In my previous entry, I started explaining that the past, our history, matters if we have the desire to develop into the human beings we were born to be. This means living in the full potential of our abilities and talents without the shackles that we were burdened with through faulty parenting and imprints by the world around us as vulnerable, mismanaged and very often misunderstood children. The majority of us have been subjected to this whether we currently think so or not. The result is that we run our lives on three cylinders instead of the eight which we are able to.
I quoted Socrates saying the unexamined life is not worth living. One could go one step further and say the unexamined life is impossible to live successfully. Not until we truly see the past by investigating and scrutinizing it, can we truly move forward and upward?
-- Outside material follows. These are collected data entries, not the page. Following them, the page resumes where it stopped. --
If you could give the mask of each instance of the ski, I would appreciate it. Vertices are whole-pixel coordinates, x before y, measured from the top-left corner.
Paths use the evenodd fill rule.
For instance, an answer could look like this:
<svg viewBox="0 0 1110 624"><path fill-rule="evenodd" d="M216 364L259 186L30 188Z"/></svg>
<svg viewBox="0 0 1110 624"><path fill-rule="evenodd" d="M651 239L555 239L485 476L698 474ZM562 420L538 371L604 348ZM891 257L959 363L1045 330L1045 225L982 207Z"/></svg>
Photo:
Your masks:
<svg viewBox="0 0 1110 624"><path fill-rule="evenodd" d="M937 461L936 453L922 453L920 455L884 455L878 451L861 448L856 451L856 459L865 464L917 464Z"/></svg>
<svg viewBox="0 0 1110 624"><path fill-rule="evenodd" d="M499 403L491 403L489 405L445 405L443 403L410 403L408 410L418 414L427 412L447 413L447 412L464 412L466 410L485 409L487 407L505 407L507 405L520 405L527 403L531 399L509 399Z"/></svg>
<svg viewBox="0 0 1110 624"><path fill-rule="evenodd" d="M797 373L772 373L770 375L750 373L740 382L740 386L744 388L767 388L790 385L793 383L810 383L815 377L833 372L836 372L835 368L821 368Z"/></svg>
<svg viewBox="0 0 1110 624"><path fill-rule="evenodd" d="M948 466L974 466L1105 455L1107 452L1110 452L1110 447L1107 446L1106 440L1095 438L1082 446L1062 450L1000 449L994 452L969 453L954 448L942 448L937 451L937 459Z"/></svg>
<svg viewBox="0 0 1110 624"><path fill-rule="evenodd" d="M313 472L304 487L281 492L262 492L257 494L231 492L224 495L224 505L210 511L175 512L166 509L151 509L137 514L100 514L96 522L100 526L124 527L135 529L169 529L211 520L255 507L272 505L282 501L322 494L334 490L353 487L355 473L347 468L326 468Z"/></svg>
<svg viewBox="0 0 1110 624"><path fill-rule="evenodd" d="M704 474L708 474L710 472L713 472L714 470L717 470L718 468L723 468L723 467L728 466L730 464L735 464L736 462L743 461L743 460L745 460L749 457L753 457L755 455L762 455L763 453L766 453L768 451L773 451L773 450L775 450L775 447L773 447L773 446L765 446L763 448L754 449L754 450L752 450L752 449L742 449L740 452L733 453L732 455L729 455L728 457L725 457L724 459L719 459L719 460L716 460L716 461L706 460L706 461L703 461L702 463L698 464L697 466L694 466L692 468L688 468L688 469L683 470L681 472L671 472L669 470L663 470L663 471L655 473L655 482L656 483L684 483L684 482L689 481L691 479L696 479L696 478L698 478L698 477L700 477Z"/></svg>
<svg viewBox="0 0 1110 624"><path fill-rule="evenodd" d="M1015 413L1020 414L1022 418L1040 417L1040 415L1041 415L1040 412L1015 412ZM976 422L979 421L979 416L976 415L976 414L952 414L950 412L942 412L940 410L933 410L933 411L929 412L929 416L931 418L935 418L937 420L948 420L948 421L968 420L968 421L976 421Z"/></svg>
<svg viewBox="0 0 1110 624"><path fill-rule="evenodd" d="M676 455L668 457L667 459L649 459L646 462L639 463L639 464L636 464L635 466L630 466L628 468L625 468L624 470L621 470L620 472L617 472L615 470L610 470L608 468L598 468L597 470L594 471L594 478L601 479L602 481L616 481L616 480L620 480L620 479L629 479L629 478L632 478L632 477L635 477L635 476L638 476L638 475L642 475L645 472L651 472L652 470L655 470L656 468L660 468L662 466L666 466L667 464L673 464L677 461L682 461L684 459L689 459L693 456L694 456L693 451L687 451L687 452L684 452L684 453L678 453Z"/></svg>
It is making our lives our own and not walking around in “borrowed clothes” others have chosen for us. Psychic baggage needs to be turned into a comprehensible and useful experience by reflecting on it. Do the following exercise:
- How did you learn to deal with conflict as a child?
- How much physical affection and encouragement did you receive?
- What happened when you challenged a parent? Were your opinions acknowledged?
By the time we reach adulthood, we are driven as much by habit as by anything else and there is an infinity of habits in us. They do not merely rule us, they inhibit us and hold us back from discovering our personal potential and greatness.
To free ourselves from habit and to become masters rather than the slaves of our own lives, we must first remember our pasts and then forget it. True learning begins with unlearning the destructive habits we have acquired through our interaction with others and the world around us since birth. No one can teach us how to be ourselves, but ourselves.
Author Warren Bennis gives the following formula for the above process”
Self- awareness = self –knowledge = self – possession = self – control = self – expression
So, the past matters indeed. We have to continuously re-examine our defenses, assumptions, habitual behavioral patterns literally “in our heads.” But all this psychic baggage can be turned into a comprehensible and useful experience by reflecting on it. Remember, as you become more adept at this, it becomes easier and in actual fact fun.
Do the following exercise:
Write the story of your first 13 years of life. Try to elicit some more destructive and limiting beliefs your parents bestowed on you. Ask yourself how you can change these.